Il est possible de partir de notre présent pour poser le constat de la critique comme échappée, en prenant acte des nombreuses manifestations qui ont eu lieu autour du Centenaire de Roland Barthes en France et dans le monde. La première observation est que la reprise critique de Barthes apparaît encore à beaucoup, et peut-être plus que jamais, comme un geste nécessaire et que celui-ci fait figure, dans beaucoup de démarches, d'accompagnant majeur.

Qu'accompagne-t-il, et comment? Ces questions vont guider ma réflexion et elles vont me permettre de reprendre à mon tour les traits notables d'une pratique critique qui s'exerce dans l'écart, en particulier l'écart de l'écriture, et dont le formalisme ne fait pas système mais constitue bien une recherche de forme. La marque de Nietzsche est réelle sur l'invention d'un discours refusant la dissertation et le traité et faisant du corps le point de départ de l'interprétation.
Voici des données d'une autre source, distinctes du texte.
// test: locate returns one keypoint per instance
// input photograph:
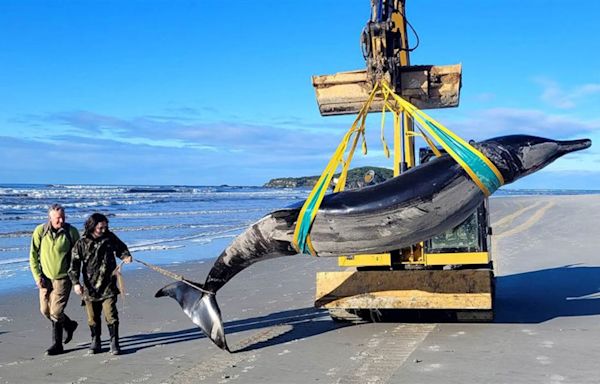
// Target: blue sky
(219, 92)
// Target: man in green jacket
(49, 259)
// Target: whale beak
(573, 145)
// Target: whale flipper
(202, 308)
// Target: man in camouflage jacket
(94, 257)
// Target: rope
(479, 168)
(172, 275)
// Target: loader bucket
(425, 86)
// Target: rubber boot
(115, 349)
(95, 344)
(70, 326)
(56, 348)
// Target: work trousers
(95, 308)
(54, 297)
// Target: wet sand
(547, 258)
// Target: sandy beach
(546, 328)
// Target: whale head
(516, 156)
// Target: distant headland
(357, 178)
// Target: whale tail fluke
(201, 308)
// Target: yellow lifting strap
(480, 169)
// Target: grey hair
(55, 207)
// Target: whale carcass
(422, 202)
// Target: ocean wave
(205, 235)
(16, 260)
(155, 248)
(84, 215)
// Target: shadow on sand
(301, 323)
(538, 296)
(530, 297)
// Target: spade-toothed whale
(422, 202)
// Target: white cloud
(488, 123)
(556, 96)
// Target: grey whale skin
(427, 200)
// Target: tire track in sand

De même ni Nietzsche ni Barthes ne font du « pour moi » le fondement d'un relativisme, mais l'occasion de placer le lecteur, le commentateur, dans une disposition de pensée et d'accès à la vérité. Le comprendre, c'est aussi prendre la mesure d'une extraordinaire pensée de la lecture et du lecteur, d'où procède une politique de la critique qui est peut-être ce qui manque le plus aujourd'hui et que l'on vient, plus ou moins confusément, rechercher dans l'œuvre de Barthes. [End Page 890]

Echappées

Partant du constat que l'on n'échappe pas au sens – l'énoncé revient plusieurs fois, sous des formes différentes, à partir de S/Z1–, l'échappée devient le nom de ce qui libère du sens. Cette libération peut advenir par la musique : ainsi celle de Schumann, inactuelle, non territoriale, est de tous les pays comme de tous les temps. Pour aimer (et Barthes associe indissolublement l'entente – au double sens d'écoute et de compréhension – à l'amour2), il faut qu'existent ces formes d'échappées vers l'inconnu, ouvrant le temps et le territoire. Cela peut venir ainsi d'un contretemps ou d'une surprise de l'espace : la beauté du pays de l'enfance, qui est aussi le pays élu, le Sud-Ouest, tient certaines courbes du paysage qui permettent des échappées libérant la beauté de la lumière et de l'Adour : « dans une échappée, le fleuve, très large, très doux, piqué des petites voiles blanches d'un club nautique3. » Les sens spécialisés du terme d'échappée, sens architectural (c'est l'espace qu'on laisse entre un escalier et la voûte ou le plafond) d'où procède par ellipse ce sens d'espace libre, mais resserré, par lequel une vue peut plonger de loin ; sens musical où une échappée, parfois appelée anticipation indirecte, est une note étrangère placée sur un temps faible ou une partie faible de temps, une note de passage, en quelque sorte–, ces sens spécialisés sont régulièrement activés. Mais c'est l'acception métaphorique qui est la plus intéressante, celle qui ordonne un programme critique contre la dictature du sens et la pesée d'un certain type de discours. Alors le mot « échappée » apparaît non comme la fuite, mais comme le point de fuite, comme l'horizon ou comme la sortie heureuse : par exemple contre la rhétorique – ainsi la force de Michelet est définie comme « l'excès de son texte, son échappée loin de toute rhétorique4 » – ; ou encore contre le théorique : lorsqu'une théorie est nécessaire, il importe d'indiquer aussi « ses échappées possibles5 ». Des contraintes aussi diverses que le code, le couple monogame, le classement, la censure, l'aliénation, la loi, le théâtre de la parole, le classico-centrisme, impliquent qu'on s'en...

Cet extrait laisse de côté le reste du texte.